I don’t think I can write about this book without talking about a significant plot-point that isn’t revealed until partway through it. So if you’re spoiler-averse, you might want to stop reading now.
So, right: I was really really enjoying Dept. of Speculation. The beginning of the book is such a delight: interesting form, humor, moments of beautiful prose. The book’s short chapters are made of short paragraphs, quotes, lists: the opening lines, below, are fairly representative of the style and tone:
Antelopes have 10x vision, you said. It was the beginning or close to it. That means that on a clear night they can see the rings of Saturn.
It was still months before we’d tell each other all our stories. And even then some seemed too small to bother with. So why do they come back to me now? Now, when I’m so weary of all of it. (3)
I love the way the book tells the protagonist’s story, the way it mixes first-person narration and third-person narration and quotes from/allusions to Horace and Coleridge and Hesiod and Keats and lots more. I love that the protagonist is ghost-writing a book about space, and that the narrative includes a lot of bits about astronauts and Carl Sagan that turn out to relate, thematically, to the story of the protagonist’s marriage. I love all the bits about the protagonist’s life in the city and the start of her relationship with the man who will be her husband, the energy of it. In this Paris Review interview, Jenny Offill says this: “What I try to capture as a writer is the feeling of being alive, of being awake.” Yes: there are so many moments of those feelings in this book. I like the way the book explores ideas of change and impermanence: at one point the protagonist talks about how she had a persistent cough that doctors couldn’t figure out, and then after she got married it just went away; at another point she talks about Hipparchus cataloging stars after seeing a new one: what seemed permanent and unchanging isn’t.

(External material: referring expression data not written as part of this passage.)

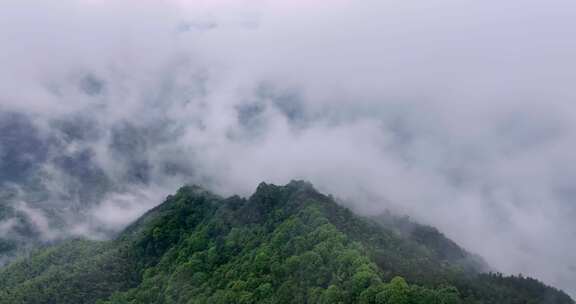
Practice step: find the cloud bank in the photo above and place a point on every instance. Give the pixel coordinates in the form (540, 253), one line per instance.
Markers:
(459, 114)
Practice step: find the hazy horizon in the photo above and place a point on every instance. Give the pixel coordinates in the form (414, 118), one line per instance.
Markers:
(459, 114)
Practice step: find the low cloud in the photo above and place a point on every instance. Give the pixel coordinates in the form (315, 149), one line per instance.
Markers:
(457, 114)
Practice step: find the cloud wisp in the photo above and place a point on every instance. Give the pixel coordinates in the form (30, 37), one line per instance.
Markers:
(459, 114)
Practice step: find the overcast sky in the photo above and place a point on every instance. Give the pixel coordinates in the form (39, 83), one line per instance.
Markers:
(461, 114)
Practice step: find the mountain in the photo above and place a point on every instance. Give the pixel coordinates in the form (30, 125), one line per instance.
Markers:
(283, 244)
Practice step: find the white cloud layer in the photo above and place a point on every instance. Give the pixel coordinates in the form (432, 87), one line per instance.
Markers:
(459, 113)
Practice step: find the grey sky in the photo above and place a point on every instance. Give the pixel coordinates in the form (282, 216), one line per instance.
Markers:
(459, 113)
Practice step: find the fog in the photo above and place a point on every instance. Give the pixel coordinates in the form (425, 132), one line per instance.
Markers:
(459, 114)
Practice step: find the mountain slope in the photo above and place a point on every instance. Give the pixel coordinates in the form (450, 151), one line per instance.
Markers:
(284, 244)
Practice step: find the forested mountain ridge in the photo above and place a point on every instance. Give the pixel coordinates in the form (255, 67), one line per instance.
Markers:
(284, 244)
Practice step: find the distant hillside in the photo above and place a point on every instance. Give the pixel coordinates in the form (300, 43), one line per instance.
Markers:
(284, 244)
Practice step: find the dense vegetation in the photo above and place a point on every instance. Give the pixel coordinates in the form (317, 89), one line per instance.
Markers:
(285, 244)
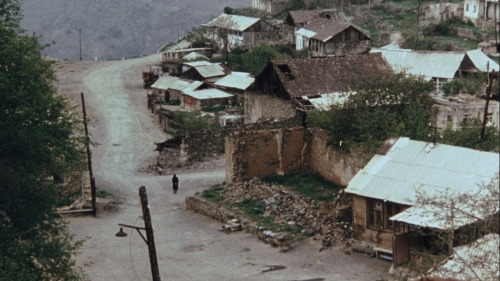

But—and here’s the spoilery bit—the protagonist’s husband sleeps with another woman, and suddenly I found myself enjoying the book a bit less. Partly I think this means the book is successful: the narrator becomes a bit unhinged, and her insecurities and fears and worries are so central, and so vividly written, that reading about them is a bit uncomfortable. But at the same time, I didn’t entirely care. This is probably partly due to my personal biases/experiences, but I don’t think it’s just that: the protagonist herself realizes that a partner sleeping with someone else doesn’t have to be the end of the world. There’s this: “Her sister has a deal with her husband. Whatever happens, keep it like in the fifties. Not one word ever. Make sure she’s a nobody.” (126). And this: “If only they were French, the wife thinks. This would all feel different. But no, feel isn’t the word exactly. What is it that the grad students say? Signify. It would all signify differently” (120-121). But OK, the protagonist feels how she feels, and her husband’s infidelity is a moment of crisis in their relationship, and even if I wished it were less central to this story, it still works, in its way, and I still enjoyed this book overall.